Ad accomunare le due stagioni vi è la peculiare localizzazione di Pietro Savastano nello spazio narrativo. Nella prima stagione si tratta del carcere; nella seconda, del rifugio in una stanza blindata. In entrambi i casi, il Padre è recluso in un luogo isolato, fuori dal centro del potere che era solito occupare, come se questo preludesse al suo declino e alla successione da parte del figlio. D’altra parte, Pietro non si rassegna al declino e, pur dalla sua posizione defilata, continua a tramare per mantenere il potere ben saldo nelle sue mani. Anche quando il declino sembra inevitabile, il Padre trova la forza per risorgere dalle proprie ceneri, come accade emblematicamente nella sequenza conclusiva della prima stagione.
Il conflitto edipico fra Genny e Pietro è potenziato dal terzo personaggio principale della saga seriale di Gomorra: Ciro Di Marzio. Mentre Genny è il figlio naturale di Pietro, Ciro è piuttosto il figlio simbolico, l’allievo prediletto, in cui Pietro si rivede e si ritrova. Ma anche in questo caso il padre non intende rinunciare alla sua sovranità. Le linee di conflitto di Gomorra - La serie si distribuiscono così su tre fronti: la lotta fra Genny e Ciro per succedere al padre, ma soprattutto la lotta di Genny e la lotta di Ciro per detronizzare il padre.
Il romanzo di formazione come lotta di successione è una struttura narrativa ricorrente nelle saghe criminali, come mostra il caso paradigmatico de Il padrino.
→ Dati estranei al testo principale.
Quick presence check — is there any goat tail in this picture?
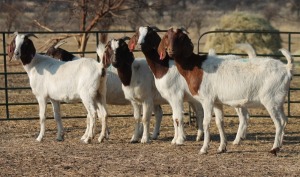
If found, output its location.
[235,43,256,59]
[280,49,294,78]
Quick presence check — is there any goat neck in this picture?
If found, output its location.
[8,34,36,65]
[108,39,134,86]
[128,27,169,79]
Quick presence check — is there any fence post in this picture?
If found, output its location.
[2,33,9,119]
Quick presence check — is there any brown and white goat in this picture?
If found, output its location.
[103,38,167,143]
[8,34,107,143]
[128,26,203,144]
[158,28,293,154]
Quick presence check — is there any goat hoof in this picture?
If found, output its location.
[232,140,241,145]
[270,147,280,156]
[82,138,92,144]
[56,137,65,142]
[130,140,139,144]
[217,148,227,154]
[199,150,207,155]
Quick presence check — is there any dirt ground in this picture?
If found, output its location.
[0,106,300,177]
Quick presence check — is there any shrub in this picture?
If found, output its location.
[204,12,281,54]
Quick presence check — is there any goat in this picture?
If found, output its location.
[8,33,107,143]
[102,38,167,143]
[128,26,256,144]
[46,41,79,61]
[128,27,203,145]
[158,28,293,155]
[46,43,163,142]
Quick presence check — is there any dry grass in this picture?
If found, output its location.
[0,107,300,176]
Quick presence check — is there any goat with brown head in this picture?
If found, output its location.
[158,27,194,59]
[128,26,169,78]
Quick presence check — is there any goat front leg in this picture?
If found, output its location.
[170,98,185,145]
[130,102,143,143]
[214,104,227,153]
[97,102,109,143]
[36,98,47,142]
[51,100,64,141]
[141,100,153,143]
[151,105,163,140]
[190,101,203,141]
[233,108,249,145]
[199,102,213,154]
[80,114,90,142]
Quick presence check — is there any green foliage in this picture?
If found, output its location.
[204,12,281,54]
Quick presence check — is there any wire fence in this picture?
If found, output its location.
[0,31,300,121]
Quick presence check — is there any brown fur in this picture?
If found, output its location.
[158,28,207,95]
[128,27,169,79]
[7,36,16,61]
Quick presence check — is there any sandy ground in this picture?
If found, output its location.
[0,103,300,176]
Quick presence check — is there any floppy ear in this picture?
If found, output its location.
[149,26,160,32]
[128,33,137,52]
[121,36,130,41]
[102,41,113,68]
[7,36,16,61]
[24,33,38,38]
[157,35,167,60]
[181,33,194,57]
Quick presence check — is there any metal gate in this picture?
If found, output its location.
[198,30,300,118]
[0,31,300,121]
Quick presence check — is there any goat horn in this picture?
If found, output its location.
[178,26,189,34]
[54,41,67,49]
[122,36,130,41]
[25,33,38,38]
[149,26,160,31]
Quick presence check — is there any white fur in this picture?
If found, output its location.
[97,42,166,143]
[196,52,291,153]
[208,43,256,145]
[137,27,203,145]
[14,35,107,143]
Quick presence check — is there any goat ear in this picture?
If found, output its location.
[128,34,137,52]
[25,33,38,38]
[102,49,113,68]
[157,36,167,60]
[54,41,67,49]
[149,26,160,32]
[122,36,130,41]
[182,34,194,57]
[7,36,16,61]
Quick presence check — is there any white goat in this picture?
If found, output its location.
[158,28,293,155]
[128,27,203,145]
[208,43,256,145]
[46,42,163,139]
[97,39,167,143]
[128,26,256,144]
[8,34,107,143]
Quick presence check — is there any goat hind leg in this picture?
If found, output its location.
[36,98,47,142]
[151,105,163,140]
[51,100,64,141]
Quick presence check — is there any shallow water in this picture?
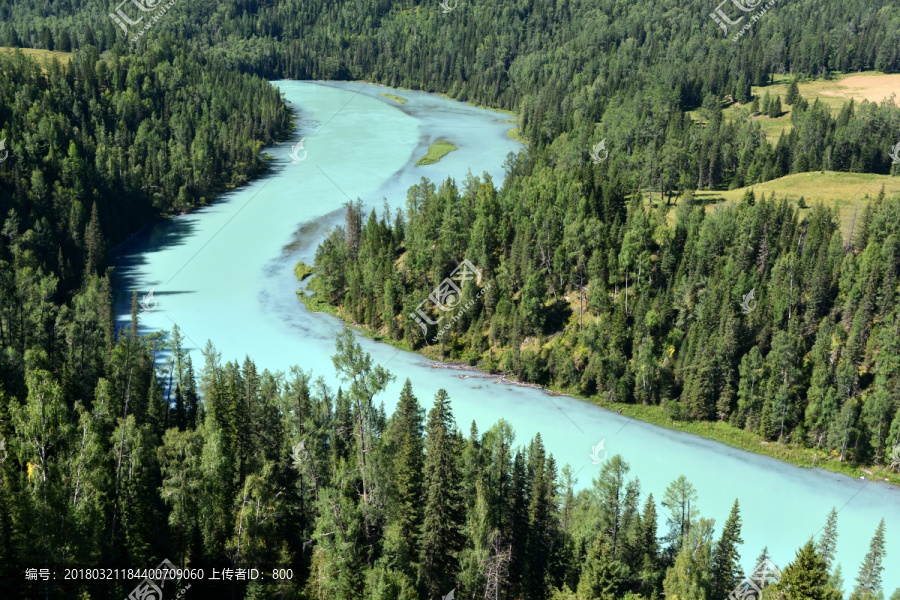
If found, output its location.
[117,81,900,596]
In tal senso Gomorra - La serie si pone nel solco di un genere cinematografico consolidato. Ma il romanzo di formazione come lotta di successione è un tema cruciale anche nella serialità contemporanea, e in tal senso Gomorra - La serie dialoga serratamente non solo con i suoi precursori cinematografici, ma soprattutto con i suoi contemporanei seriali: Il trono di spade, innanzitutto, che è la storia di un’epocale guerra di successione, ma poi anche serie come Alias, 24, Homeland, Mad Men o Breaking Bad, nelle quali il conflitto fra la generazione dei padri e la generazione dei figli è un tema importante della narrazione. Gomorra - La serie rilancia questo tema con una forza inaudita.
Perché il conflitto generazionale è così decisivo nelle serie contemporanee? La domanda meriterebbe senz’altro riflessioni più ampie, ma in conclusione proviamo almeno a suggerire tre linee di risposta. Innanzitutto, la grande quantità di tempo di cui dispone la narrazione seriale permette di mostrare l’invecchiare dei padri e il maturare dei figli con un’accuratezza normalmente preclusa al cinema. Poi, le serie affrontano un’anomalia peculiare della civiltà occidentale contemporanea: il mancato ricambio generazionale, la riluttanza dei padri a cedere il passo ai figli [fig. 8]. Infine, nel parlare di conflitto generazionale, le serie parlano di se stesse, del loro rapporto con il padre cinema.